Certainly An Odd Wear Item
Historically, major electronic parts in automobiles are not considered consumables. While it’s not uncommon for some cars to face issues with engine control units or body control modules, they’re not typically treated as wear items to be replaced at nominal intervals. Thus far, precedent has considered these parts as something to last the lifetime of the vehicle, and to be replaced in the case of unexpected malfunction. The Tesla case is different in that the eMMC failure is, by and large, inevitable. Rather than being a case of isolated malfunctions in a small percentage of cars as would be expected from the occasional manufacturing defect, this is a issue affecting every car that rolled off the line up to a certain date. Failure rates are up to 30 percent in certain build months. With the computer and touchscreen being in charge of so many vital vehicle functions, it’s not a defect that can be easily ignored by the end user.
Tesla’s assertion that the eMMC chip should be considered a ‘wear item’ is a dubious one at best. Flash memory does wear out, it’s true, as Tesla points out when discussing the limits of the technology. Many parts on a modern car wear out over time – brake pads, belts, and air filters are all common examples. The difference is that these parts are all designed to be replaced by the end user or a typical mechanic.
Trying to claim that a ball-grid array chip, permanently soldered onto a PCB and buried inside the dashboard is a wear item is patently ludicrous. If it were, we’d expect to see several things. There’d be a recommend time and mileage upon which the eMMC would be changed to avoid surprise failures, and this would be listed in the manual. Additionally, Tesla’s repair process would involve desoldering the eMMC chip from the board and replacing it directly. Given that Tesla are instead replacing the computers as a whole is indicative that the part is not being treated as a wear item by anyone, anywhere.

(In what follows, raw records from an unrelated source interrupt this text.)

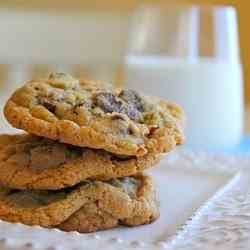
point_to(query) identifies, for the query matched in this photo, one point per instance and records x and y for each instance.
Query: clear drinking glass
(190, 55)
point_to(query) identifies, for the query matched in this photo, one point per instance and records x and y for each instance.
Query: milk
(210, 91)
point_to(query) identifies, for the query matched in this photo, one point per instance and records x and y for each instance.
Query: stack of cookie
(80, 165)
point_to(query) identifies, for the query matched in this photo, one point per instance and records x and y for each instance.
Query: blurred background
(196, 53)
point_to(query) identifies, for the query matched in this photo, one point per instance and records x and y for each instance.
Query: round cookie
(94, 115)
(130, 199)
(44, 208)
(32, 162)
(127, 201)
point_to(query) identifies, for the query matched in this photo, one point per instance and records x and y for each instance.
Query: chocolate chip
(132, 98)
(109, 103)
(48, 103)
(133, 113)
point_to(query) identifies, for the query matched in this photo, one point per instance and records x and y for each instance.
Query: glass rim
(206, 6)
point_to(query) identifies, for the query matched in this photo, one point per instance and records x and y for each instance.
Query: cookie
(95, 115)
(32, 162)
(127, 201)
(131, 199)
(44, 208)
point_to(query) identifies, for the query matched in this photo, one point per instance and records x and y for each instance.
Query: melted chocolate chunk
(48, 104)
(109, 103)
(133, 99)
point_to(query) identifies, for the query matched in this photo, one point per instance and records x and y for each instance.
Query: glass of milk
(190, 55)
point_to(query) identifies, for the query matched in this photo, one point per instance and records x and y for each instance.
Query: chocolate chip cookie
(32, 162)
(44, 208)
(95, 115)
(87, 207)
(127, 201)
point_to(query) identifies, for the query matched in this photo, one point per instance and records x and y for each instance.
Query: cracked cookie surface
(87, 207)
(32, 162)
(94, 115)
(128, 201)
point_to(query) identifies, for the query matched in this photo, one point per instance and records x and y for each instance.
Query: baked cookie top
(32, 162)
(45, 208)
(94, 115)
(128, 201)
(124, 198)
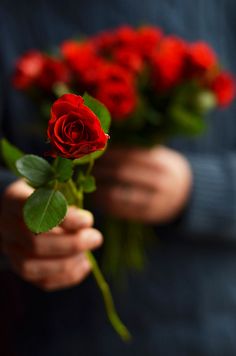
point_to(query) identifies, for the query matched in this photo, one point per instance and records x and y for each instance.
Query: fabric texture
(184, 302)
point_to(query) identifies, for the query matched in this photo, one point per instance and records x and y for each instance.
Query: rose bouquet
(155, 86)
(77, 133)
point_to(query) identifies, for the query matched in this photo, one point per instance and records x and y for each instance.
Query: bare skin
(52, 260)
(148, 185)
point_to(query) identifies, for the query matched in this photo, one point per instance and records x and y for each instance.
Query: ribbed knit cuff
(212, 206)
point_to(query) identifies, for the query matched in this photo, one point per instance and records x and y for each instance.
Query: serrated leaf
(63, 168)
(100, 110)
(35, 169)
(86, 159)
(44, 210)
(68, 194)
(10, 155)
(89, 184)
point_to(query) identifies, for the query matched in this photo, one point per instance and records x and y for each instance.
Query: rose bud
(73, 129)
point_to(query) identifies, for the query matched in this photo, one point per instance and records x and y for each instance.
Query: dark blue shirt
(184, 303)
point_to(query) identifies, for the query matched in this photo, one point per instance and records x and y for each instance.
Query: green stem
(115, 321)
(112, 314)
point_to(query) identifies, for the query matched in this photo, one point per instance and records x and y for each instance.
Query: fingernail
(84, 217)
(95, 237)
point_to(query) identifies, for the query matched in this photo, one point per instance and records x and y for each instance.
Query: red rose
(167, 63)
(114, 73)
(28, 70)
(73, 129)
(223, 87)
(200, 58)
(37, 70)
(120, 99)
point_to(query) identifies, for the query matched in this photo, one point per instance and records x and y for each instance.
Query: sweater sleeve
(212, 206)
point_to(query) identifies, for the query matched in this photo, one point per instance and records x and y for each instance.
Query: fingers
(126, 202)
(77, 219)
(148, 157)
(14, 198)
(52, 274)
(127, 174)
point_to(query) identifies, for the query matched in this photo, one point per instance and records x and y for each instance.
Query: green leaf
(44, 209)
(86, 159)
(35, 169)
(100, 110)
(10, 155)
(68, 194)
(63, 168)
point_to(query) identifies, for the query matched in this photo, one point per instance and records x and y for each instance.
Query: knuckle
(67, 268)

Obviously, the chip can be replaced, but it’s no easy job. Once the computer’s main board has been extracted from the car, the storage must be backed up over JTAG. Then, it must be carefully reflowed to remove the chip, in a delicate process that has a significant chance of damaging other components on the board. If the chip was a wear item, it wouldn’t require specialist BGA reflow equipment to change. We’d see Tesla doing it routinely, replacing a sub-$7 chip rather than swapping out entire mainboards instead at the costs of thousands of dollars. Granted, there are parts of modern cars that are also time consuming to replace – such as timing belts, water pumps, and so on. However, again, in these cases, automakers make it clear that these are wear items ahead of time, create maintenance schedules for them, and standard processes to change them.
Nobody would put up with swapping out their entire front suspension setup every time their brakes wore out – automakers realised brake pads were wear items and designed accordingly. Tesla simply dropped the ball, writing too often to the flash memory, which isn’t easily replaceable. The proper solution is trivial. Either stop logging so much to flash storage, or make it easier to swap out.
And maybe put the logs in their own partition. While SD cards probably aren’t up to snuff for storing the car’s operating system, they’d make a cheap place to store non-critical logs that probably are never read anyway. Alternatively, put the eMMC chip on a removable module, or just use an M.2 drive with automotive-rated connectors.
The issue is claimed to only effect models built prior to March 2018, which run on an NVIDIA Tegra 3. Later models are based on the Intel Atom, and feature a larger eMMC chip on board. These modules are yet to demonstrate the same failures, and Tesla claim they should not suffer the issue. We’ll see.